But surely culture has deposited some of the same residue, as it were, in
each of us? Or do you feel that “selective exposure” to that culture, as
well as individual differences such as those stemming from genetics and
upbringing make each individual consciousness so different, so unique,
that “cultural construction” (or even my more modest suggestion of a
“cultural residue”) is a metaphor that just levels too many distinctions?
Have you read anything good lately? Anything that pulls you up short,
surprises you? Can you recommend any novelists, poets, or playwrights
writing today--in any language--who speak to our condition with
eloquence and concinnity?
Returning to American fiction, the big books like Pynchon’s Mason &
Dixon and DeLillo’s Underworld impress me, especially the latter, but do
not always move me. I might say the same of Paul Auster’s work, obsessive
and intriguing, on a smaller scale. Still, I would give my vote--had I one--to
Don DeLillo as the American successor of Toni Morrison for The Prize.
Whom to recommend for our time? How about a hedgehog and a fox:
Nietzsche and Shakespeare? Or Beckett and Montaigne? Or Kafka and Zen?
You have moved in a spiritual direction (yet not a religious one). Could
you briefly discuss the relationship of aesthetics and spirituality? How
does this spirituality connect with American culture and American life?
HASSAN: Hold it, if I can answer one of your large questions, answer it
half decently, both of us will sleep well tonight.

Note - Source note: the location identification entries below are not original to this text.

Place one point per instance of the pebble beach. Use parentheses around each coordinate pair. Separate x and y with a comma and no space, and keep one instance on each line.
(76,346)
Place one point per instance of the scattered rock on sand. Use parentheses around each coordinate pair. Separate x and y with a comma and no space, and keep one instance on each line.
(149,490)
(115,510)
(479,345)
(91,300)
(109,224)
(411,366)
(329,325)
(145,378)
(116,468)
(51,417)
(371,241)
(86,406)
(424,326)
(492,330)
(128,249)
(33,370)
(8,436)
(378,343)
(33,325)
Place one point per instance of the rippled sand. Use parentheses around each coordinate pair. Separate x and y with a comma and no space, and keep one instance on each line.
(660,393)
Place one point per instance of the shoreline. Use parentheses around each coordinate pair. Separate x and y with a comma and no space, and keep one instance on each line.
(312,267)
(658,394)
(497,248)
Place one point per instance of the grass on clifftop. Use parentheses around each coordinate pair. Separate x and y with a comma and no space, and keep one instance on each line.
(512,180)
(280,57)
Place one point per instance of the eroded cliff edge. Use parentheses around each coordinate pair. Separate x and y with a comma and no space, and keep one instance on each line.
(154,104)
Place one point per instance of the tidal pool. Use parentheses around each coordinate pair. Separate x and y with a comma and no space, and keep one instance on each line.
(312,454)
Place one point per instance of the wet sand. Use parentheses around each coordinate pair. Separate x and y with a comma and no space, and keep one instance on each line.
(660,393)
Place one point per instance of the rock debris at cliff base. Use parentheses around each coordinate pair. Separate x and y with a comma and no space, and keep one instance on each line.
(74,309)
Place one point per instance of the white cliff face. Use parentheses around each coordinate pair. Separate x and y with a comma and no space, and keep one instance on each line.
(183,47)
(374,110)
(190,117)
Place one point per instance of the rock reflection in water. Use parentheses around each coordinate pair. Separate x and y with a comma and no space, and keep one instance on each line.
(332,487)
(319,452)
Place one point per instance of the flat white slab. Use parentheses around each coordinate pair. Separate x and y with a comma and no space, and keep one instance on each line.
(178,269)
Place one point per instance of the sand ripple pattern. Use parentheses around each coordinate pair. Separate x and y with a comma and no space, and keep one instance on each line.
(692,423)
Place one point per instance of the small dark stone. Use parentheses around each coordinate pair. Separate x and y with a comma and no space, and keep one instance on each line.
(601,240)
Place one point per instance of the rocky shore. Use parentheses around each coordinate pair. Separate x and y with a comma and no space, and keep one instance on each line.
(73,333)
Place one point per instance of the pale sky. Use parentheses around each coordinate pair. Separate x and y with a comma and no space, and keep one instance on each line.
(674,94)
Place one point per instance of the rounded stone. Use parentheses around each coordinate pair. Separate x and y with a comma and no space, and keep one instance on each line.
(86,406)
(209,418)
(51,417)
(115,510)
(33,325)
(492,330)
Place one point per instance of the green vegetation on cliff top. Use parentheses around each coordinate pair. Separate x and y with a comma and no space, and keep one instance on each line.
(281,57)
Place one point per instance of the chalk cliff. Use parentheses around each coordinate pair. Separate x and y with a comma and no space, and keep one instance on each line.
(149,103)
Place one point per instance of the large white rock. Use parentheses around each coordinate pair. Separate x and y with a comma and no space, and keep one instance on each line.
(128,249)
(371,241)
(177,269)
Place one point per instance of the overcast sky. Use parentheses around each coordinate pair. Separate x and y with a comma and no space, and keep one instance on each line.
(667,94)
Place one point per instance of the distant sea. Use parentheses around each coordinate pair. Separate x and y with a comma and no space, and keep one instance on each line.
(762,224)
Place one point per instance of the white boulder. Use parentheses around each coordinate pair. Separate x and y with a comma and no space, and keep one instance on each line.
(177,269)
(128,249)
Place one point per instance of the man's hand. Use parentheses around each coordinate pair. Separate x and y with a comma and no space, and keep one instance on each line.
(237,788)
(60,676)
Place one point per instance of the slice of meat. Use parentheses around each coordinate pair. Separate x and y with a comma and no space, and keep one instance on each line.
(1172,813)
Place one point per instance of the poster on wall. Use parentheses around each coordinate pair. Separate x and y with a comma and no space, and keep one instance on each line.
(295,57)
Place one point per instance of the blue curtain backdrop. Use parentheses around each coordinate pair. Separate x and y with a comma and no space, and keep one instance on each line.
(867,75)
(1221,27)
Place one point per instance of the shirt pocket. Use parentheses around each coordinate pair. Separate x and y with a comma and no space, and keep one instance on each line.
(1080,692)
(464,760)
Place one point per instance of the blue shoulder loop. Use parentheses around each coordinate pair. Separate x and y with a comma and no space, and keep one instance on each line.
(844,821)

We are nihilistic thoughts that come into God’s head, Kafka said. Put
another way, human consciousness introduces radical doubt everywhere in
creation. Then what? That’s the point of departure of my recent essay, called
“The Expense of Spirit in Postmodern Times: Between Nihilism and
Belief.” Does the “sickness of severe suspicion” (that’s Nietzsche) hint
rebirth?
And yes, of course, this spiritual impulse is very much in the American
grain, whether Native American or Puritan Pilgrim, whether in the Hudson
School of painters or the Transcendentalist Movement, whether in
Fundamentalist religions or New Age gush. The impulse variously quickens
some of our best living writers: Saul Bellow, Norman Mailer, John Updike,
Toni Morrison, John Ashbery ... the list is long. How, then, can I ignore it?
In that Georgia Review essay you also suggest that even if people were
physically safe and comfortable there would still be a lot of problems.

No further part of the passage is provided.